Hong Kong ELS Penalty May Be Reduced as Financial Supervisory Chief Hints at Possibility

by SEOYOUNG LEE Posted : May 14, 2026, 19:41Updated : May 14, 2026, 19:41
View of the Financial Supervisory Service in Yeouido, Seoul
View of the Financial Supervisory Service in Yeouido, Seoul. [Photo by Yoo Dae-gil, dbeorlf123@ajunews.com]
The penalty for the improper sale of Hong Kong equity-linked securities (ELS) is entering a phase of reconsideration, with the Financial Commission rejecting the Financial Supervisory Service's (FSS) proposal. FSS Chief Lee Chan-jin has also hinted at the possibility of further reductions, making it unlikely that the original penalty will be finalized as is.

On May 14, financial sources reported that Lee suggested the potential for a reduction in the penalty during a press briefing regarding the Hong Kong ELS. The FSS is expected to complete its supplementary review by the end of this month and resubmit its findings to the Financial Commission.

Previously, during its ninth regular meeting, the Financial Commission discussed the results of inspections on banks and securities firms related to the Hong Kong ELS and requested the FSS to review its findings due to some factual inaccuracies and legal interpretations. This marks the first time in eight years that the Financial Commission has publicly rejected a proposal from the FSS, following the Samsung Biologics accounting scandal.

However, the nature of the two cases differs significantly.

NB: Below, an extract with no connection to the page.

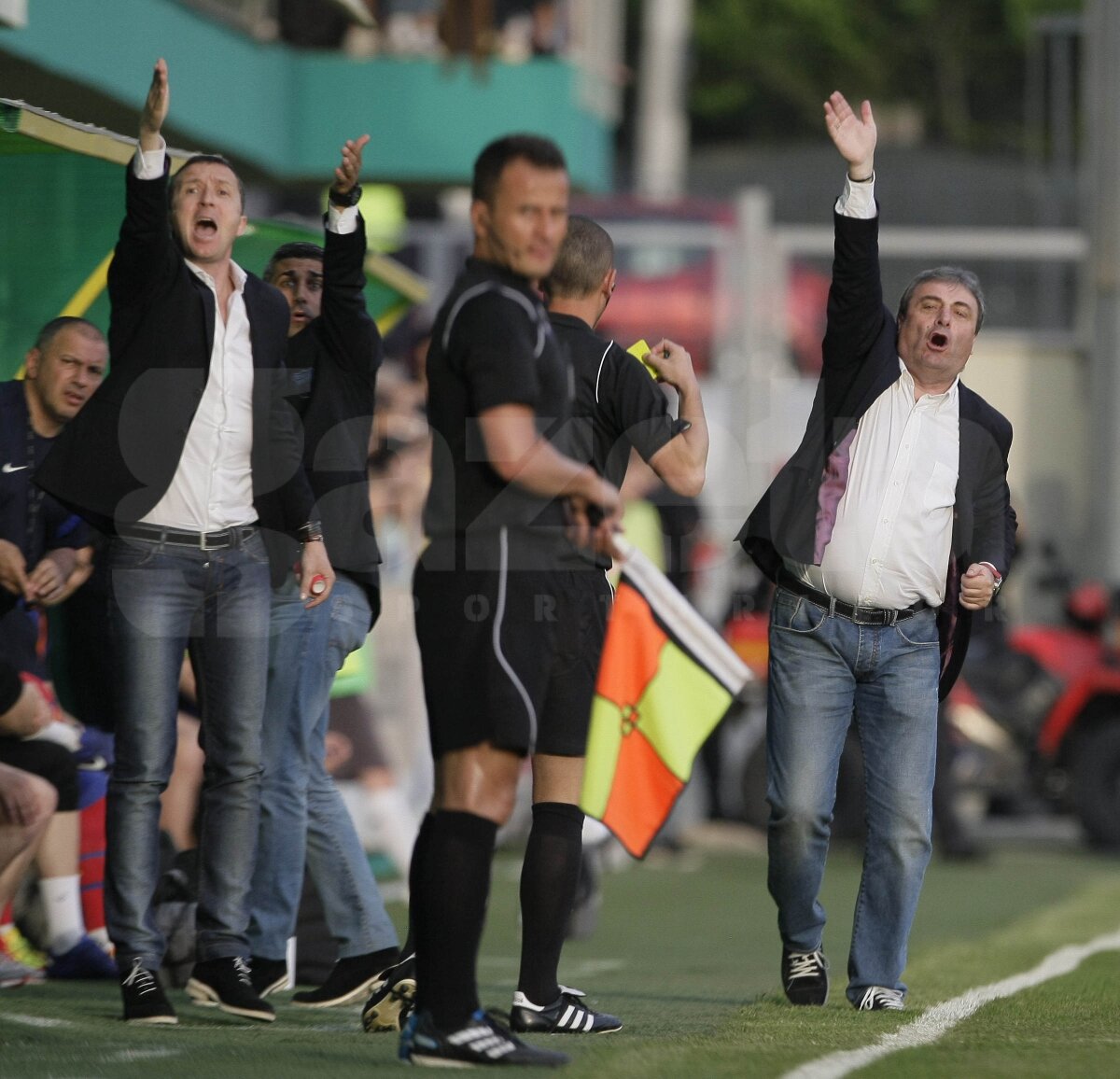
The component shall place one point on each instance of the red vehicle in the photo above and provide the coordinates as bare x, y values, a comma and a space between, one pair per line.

In the Samsung Biologics case, the core issue was whether accounting fraud occurred and the judgment of accounting violations. After the review, the penalties actually increased. In contrast, the current focus regarding the Hong Kong ELS is on how to justify the large penalty based on applicable standards and legal principles rather than the facts of improper sales.

The FSS had previously decided on a total penalty of approximately 1.4 trillion won against five banks, including KB Kookmin, Shinhan, Hana, NH Nonghyup, and SC First Bank. Initially, penalties were discussed at around 4 trillion won, but this was reduced to about 2 trillion won, reflecting the banks' voluntary compensation efforts, and further decreased through the sanction review process.

The possibility of additional reductions arises from concerns that the existing calculation method could be contested in future litigation. Under the Financial Consumer Protection Act, penalties are determined based on various factors, including the scale of sales, the degree of violations, efforts for victim restitution, and the responsibility of each seller. The banking sector has already undertaken significant voluntary compensation and may argue that the current penalty is excessive, given the varying sales amounts and levels of improper sales among different sellers. Additionally, this case represents the first major penalty imposed on the banking sector for improper sales since the implementation of the Financial Consumer Protection Act.

The financial sector anticipates that the FSS will reorganize the basis for penalties and the degree of violations by each seller during the supplementary review process before submitting an adjusted proposal. If a penalty in the hundreds of billions of won is confirmed, the likelihood of administrative lawsuits from the banking sector increases, prompting authorities to enhance their legal defenses before the final decision is made.



* This article has been translated by AI.